In summary, the risk of receiving virus infected blood nowadays is vanishingly small (though some transmissions occurred from blood given many years ago where the virus lurks on in the recipient for decades or more). Great vigilance is needed to avoid mistakes in the giving of blood – it would be sensible for recipients to know if possible their own blood groups and to check what they are receiving (not all transfusions have to be of the recipient’s group, for example group O Rhesus negative is very valuable because it may almost be considered a universal product).  The remaining reactions result mostly from immune reactions related to minor blood group or tissue antigens. These are identifiable on red cells but much more difficult to find on platelets and on these the culprit may be more closely linked to tissue antigens than the  blood group antigens, hence the need for tissue (HLA) matched platelets for recipients with repeated reactions. The frequency of both HLA and blood group antigens varies between different ethnic communities and whilst the mainly Caucasian panels of the bone marrow registries and the donor pools of the blood transfusion service provide donors for the great majority of Caucasian recipients they may find it harder to find a perfect match for other groups. The NHS BT service is running a big campaign (The Blood Donation Forum) to encourage donations from all ethnic groups to meet this challenge, a campaign the AAT strongly supports.

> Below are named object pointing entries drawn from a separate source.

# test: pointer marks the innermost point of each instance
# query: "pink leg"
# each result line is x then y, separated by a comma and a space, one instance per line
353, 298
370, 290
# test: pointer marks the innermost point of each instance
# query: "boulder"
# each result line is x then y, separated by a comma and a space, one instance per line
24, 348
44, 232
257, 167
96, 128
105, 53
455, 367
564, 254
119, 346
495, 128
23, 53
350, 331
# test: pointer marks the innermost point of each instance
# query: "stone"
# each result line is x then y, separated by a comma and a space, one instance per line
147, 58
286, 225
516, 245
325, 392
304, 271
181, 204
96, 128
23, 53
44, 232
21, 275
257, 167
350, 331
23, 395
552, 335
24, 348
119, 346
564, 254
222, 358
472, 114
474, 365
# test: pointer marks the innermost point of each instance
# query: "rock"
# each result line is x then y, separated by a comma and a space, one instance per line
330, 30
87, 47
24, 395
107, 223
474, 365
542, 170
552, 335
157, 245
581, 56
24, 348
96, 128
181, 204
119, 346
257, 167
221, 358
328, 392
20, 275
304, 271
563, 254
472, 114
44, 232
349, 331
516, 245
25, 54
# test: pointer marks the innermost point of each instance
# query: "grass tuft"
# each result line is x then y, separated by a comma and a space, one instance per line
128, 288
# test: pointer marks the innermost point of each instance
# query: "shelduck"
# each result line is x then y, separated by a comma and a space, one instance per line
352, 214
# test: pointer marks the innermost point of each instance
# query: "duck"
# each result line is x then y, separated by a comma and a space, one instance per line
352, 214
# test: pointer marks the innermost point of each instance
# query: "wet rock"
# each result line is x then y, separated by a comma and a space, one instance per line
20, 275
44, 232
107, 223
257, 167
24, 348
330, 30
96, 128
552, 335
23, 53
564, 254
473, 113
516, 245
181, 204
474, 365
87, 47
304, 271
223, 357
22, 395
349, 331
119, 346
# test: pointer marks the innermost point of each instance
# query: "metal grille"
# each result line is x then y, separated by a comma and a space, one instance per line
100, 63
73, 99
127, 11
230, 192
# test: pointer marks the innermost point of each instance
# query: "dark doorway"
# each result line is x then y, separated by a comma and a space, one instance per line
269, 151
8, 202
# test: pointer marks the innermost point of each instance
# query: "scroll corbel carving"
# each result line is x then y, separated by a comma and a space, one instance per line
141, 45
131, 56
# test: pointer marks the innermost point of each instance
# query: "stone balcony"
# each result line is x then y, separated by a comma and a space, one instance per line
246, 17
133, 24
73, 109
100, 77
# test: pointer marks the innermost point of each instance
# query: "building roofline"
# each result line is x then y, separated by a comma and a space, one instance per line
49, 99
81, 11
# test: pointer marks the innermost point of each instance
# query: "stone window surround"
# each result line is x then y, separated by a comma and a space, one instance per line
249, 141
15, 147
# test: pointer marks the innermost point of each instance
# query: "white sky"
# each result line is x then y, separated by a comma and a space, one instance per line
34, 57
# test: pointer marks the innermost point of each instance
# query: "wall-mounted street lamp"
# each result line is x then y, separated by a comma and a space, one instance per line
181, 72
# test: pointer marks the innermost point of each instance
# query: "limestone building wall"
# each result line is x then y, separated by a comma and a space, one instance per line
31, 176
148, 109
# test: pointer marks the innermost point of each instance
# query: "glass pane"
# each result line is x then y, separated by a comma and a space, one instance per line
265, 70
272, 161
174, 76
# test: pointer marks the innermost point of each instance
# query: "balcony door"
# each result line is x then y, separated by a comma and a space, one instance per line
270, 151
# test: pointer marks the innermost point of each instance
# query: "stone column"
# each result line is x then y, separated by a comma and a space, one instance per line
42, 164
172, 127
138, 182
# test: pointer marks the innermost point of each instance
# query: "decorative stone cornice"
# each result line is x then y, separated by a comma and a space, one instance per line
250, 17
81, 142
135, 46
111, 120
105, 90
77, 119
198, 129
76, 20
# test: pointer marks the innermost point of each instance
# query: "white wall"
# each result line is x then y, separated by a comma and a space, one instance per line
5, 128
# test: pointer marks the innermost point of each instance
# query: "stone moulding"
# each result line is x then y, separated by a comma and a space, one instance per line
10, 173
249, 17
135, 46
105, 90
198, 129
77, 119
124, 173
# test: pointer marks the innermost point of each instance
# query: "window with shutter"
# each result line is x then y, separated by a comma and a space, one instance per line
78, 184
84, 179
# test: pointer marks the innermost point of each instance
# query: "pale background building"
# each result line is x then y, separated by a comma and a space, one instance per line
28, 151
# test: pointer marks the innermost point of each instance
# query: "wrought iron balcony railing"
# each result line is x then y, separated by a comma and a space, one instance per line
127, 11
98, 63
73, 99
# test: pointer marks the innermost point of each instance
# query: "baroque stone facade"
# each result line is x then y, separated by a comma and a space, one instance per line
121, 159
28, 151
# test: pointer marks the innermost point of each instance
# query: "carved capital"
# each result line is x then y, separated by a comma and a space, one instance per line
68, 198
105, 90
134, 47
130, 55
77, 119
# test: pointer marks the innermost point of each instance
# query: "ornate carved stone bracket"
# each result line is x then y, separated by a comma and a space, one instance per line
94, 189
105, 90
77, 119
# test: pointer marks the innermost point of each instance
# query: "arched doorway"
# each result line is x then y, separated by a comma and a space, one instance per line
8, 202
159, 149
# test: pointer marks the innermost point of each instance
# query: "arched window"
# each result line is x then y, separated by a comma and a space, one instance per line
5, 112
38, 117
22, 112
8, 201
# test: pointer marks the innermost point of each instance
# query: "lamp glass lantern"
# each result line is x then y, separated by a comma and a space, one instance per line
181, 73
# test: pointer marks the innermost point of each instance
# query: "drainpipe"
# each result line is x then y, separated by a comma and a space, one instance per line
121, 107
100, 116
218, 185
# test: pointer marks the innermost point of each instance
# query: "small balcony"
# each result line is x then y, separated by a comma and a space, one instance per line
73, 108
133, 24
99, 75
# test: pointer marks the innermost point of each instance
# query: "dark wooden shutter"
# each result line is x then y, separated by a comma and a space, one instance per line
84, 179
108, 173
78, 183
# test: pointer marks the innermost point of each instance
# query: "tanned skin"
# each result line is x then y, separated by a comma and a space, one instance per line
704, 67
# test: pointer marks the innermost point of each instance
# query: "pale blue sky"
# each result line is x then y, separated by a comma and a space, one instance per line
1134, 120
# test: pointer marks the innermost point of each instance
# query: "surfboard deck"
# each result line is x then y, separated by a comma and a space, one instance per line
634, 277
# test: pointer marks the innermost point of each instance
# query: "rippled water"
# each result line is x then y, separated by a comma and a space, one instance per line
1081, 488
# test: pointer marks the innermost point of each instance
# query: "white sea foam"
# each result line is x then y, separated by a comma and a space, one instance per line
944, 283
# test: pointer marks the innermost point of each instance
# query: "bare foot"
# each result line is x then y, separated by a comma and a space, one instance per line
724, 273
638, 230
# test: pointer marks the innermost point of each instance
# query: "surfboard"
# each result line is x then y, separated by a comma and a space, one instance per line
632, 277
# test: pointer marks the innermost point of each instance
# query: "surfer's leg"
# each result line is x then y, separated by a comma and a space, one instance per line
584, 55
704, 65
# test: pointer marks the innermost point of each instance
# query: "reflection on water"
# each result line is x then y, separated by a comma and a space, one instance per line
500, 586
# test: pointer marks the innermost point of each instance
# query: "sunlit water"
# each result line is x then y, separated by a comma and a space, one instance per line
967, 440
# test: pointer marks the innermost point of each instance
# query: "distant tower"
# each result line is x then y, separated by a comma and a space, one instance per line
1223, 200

Looking back I realise what an amazing progress has been made during my professional life in the provision of blood and blood products, from the days when we gave blood transfusions from glass bottles via rubber tubing and doctor sharpened needles - to the wonderful array of products available now, collected in safe and controlled conditions, and given through disposable and (reasonably!) comfortable access methods.

This must be one of great advances over the 70 years since the founding of the NHS to have benefited so very many thousands of  people safely and efficiently. It was certainly central to my own work in aplastic anaemia and stem cell transplantation. So, thanks to all donors and the patience of the patients!